Should every reporter have an individual liability insurance policy?
It is always better to have insurance, but it is hard to buy because it is expensive to buy on your own. Certain trade groups, and even certain guilds, have group policies and that, of course, lowers the cost.
We often see contracts that say this is a work for hire. What does that mean?

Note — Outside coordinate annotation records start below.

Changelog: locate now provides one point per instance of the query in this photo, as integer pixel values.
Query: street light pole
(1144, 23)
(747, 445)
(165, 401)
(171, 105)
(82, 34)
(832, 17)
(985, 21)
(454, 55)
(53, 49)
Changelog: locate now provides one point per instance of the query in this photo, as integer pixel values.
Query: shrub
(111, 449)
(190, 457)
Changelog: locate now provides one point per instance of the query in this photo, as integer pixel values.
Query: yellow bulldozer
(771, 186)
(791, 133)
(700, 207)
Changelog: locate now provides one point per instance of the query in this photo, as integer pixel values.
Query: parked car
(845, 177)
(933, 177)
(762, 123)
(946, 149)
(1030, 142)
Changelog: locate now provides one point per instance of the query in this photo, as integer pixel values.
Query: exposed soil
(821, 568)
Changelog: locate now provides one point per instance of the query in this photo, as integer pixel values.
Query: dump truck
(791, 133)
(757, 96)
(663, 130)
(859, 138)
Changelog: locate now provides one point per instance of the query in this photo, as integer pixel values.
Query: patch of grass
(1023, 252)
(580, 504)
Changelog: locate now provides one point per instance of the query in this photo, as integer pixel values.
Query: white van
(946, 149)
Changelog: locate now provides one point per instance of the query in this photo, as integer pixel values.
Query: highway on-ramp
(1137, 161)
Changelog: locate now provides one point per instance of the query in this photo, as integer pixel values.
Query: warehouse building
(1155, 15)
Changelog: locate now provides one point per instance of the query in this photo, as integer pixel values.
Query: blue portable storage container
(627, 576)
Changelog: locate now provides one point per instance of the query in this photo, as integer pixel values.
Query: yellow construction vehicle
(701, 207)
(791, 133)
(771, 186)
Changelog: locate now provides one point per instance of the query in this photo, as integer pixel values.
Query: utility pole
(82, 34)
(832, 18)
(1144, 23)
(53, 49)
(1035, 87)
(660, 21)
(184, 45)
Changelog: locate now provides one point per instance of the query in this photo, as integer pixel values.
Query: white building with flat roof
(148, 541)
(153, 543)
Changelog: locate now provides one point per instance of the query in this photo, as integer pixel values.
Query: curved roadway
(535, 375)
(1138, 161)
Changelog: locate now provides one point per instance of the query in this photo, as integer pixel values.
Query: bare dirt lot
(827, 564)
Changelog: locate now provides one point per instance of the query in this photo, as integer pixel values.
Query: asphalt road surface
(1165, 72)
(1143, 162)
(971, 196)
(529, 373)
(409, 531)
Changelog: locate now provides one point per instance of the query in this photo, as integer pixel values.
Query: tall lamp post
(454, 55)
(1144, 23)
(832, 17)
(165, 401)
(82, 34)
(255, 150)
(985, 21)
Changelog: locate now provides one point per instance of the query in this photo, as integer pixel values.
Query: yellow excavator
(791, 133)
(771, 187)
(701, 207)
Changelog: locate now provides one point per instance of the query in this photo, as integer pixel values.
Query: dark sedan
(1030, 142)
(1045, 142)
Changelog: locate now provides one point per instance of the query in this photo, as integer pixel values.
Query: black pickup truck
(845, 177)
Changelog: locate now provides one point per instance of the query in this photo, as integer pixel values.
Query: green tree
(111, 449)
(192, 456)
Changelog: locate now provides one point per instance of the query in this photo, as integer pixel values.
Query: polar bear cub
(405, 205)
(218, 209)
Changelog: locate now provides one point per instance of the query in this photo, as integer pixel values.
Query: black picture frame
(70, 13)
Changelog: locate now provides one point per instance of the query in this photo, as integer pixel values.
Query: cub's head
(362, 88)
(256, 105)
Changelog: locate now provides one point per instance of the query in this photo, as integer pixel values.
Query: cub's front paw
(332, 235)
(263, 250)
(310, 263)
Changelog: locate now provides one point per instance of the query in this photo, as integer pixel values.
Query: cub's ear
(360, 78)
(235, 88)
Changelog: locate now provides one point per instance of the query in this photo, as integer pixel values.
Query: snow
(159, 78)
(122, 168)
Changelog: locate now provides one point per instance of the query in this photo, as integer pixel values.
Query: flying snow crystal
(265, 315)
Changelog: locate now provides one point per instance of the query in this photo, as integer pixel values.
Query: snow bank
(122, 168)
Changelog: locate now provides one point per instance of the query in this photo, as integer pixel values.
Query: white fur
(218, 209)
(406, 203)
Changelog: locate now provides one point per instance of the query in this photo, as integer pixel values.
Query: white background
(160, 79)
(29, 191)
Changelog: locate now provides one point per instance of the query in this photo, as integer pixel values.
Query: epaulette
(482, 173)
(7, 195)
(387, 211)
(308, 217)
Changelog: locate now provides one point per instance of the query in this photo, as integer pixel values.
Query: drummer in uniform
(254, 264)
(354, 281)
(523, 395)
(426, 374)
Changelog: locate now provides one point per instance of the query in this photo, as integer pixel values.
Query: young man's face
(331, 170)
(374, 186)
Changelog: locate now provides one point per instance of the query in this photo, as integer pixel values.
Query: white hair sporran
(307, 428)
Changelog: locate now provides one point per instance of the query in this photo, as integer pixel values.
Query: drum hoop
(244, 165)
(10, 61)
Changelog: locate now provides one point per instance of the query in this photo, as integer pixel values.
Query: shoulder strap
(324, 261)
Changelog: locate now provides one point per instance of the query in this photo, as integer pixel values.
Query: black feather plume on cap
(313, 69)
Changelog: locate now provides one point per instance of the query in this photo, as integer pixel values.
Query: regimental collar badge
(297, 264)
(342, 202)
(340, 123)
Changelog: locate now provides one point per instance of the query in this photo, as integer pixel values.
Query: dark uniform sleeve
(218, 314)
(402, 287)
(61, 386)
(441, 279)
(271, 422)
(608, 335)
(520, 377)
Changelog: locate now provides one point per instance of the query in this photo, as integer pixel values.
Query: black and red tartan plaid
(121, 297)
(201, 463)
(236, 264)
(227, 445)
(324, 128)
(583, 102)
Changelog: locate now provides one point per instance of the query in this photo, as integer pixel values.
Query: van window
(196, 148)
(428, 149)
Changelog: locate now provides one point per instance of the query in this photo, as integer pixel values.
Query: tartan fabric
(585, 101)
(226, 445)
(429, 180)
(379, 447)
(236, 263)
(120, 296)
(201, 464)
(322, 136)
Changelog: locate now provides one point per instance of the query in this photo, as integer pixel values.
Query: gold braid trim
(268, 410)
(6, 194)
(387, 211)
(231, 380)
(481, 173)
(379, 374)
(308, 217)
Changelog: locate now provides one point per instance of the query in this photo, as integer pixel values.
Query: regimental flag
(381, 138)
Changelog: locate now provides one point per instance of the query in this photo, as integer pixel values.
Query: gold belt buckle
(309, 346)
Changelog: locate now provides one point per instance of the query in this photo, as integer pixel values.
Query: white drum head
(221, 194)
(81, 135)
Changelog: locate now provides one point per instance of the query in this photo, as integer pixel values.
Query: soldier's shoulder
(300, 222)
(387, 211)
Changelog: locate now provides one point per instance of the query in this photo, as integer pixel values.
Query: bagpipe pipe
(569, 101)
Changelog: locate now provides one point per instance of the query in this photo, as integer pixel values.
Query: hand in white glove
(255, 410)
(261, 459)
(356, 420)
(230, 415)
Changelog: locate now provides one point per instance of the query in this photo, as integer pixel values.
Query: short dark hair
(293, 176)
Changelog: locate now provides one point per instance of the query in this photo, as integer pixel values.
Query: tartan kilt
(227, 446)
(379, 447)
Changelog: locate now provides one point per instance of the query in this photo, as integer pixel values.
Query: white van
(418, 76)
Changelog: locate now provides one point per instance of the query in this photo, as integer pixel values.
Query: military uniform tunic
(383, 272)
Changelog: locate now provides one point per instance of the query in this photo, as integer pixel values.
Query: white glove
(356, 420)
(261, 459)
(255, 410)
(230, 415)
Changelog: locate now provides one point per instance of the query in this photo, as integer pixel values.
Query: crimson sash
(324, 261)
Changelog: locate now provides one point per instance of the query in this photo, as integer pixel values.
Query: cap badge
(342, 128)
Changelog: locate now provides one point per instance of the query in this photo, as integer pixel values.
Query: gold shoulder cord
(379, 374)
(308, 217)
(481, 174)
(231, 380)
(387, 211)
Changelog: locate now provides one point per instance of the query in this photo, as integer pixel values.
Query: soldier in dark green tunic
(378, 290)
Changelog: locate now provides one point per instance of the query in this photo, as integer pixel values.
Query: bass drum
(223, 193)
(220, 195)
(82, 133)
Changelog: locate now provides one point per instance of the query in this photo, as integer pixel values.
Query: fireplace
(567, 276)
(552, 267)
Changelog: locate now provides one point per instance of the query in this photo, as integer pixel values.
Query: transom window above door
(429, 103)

Work for hire means I am being contracted to write or produce this content, and the publisher owns it all. They are the copyright holder. So, they can take it, slice it, dice it, resell it, package it for a book, package it for serialization, make a movie out of it, pitch it to different TV producers, whatever they want. Now, there are circumstances where yes, it’s work for hire, but as part of the deal, a writer can be given a license to use the material. And that license can be royalty-free, or they could ask for a piece of the pie.
Can a freelancer try to insert a clause that the work reverts back to the freelancer’s ownership in say, a year from now?
Yes. What you have there is a promise of assignment.
Some contracts say the writer gets paid within 30 or 60 days, for example, and other contracts say the writer gets paid upon publication, which could be six months out. How do you get around that?
You put a limit that it must be published by a certain date. [You can also say,] “You have three days from receipt to tell me that this is or is not acceptable or forever hold your peace.” Three days go by, and they don’t tell you. Then if they don’t publish it by a certain date, they revert all rights to you, and you get a kill fee. That’s reasonable.
What if the published article is much longer than what is in the contract? How can the freelancer get more money?
There’s an overarching principle in contract law called material change. It like just like when you hire a kitchen contractor. You say oak shelves in the contract, but later you decide you don’t want oak, you want walnut and it turns out to be more expensive. Well, that’s a material change. So the best thing to do is have a clause in your contract that says you will be paid $1,500 For 1,800 words and substantial changes to this will be remunerated by common agreement. You don’t want to get into a big fight right now. And you’ll negotiate.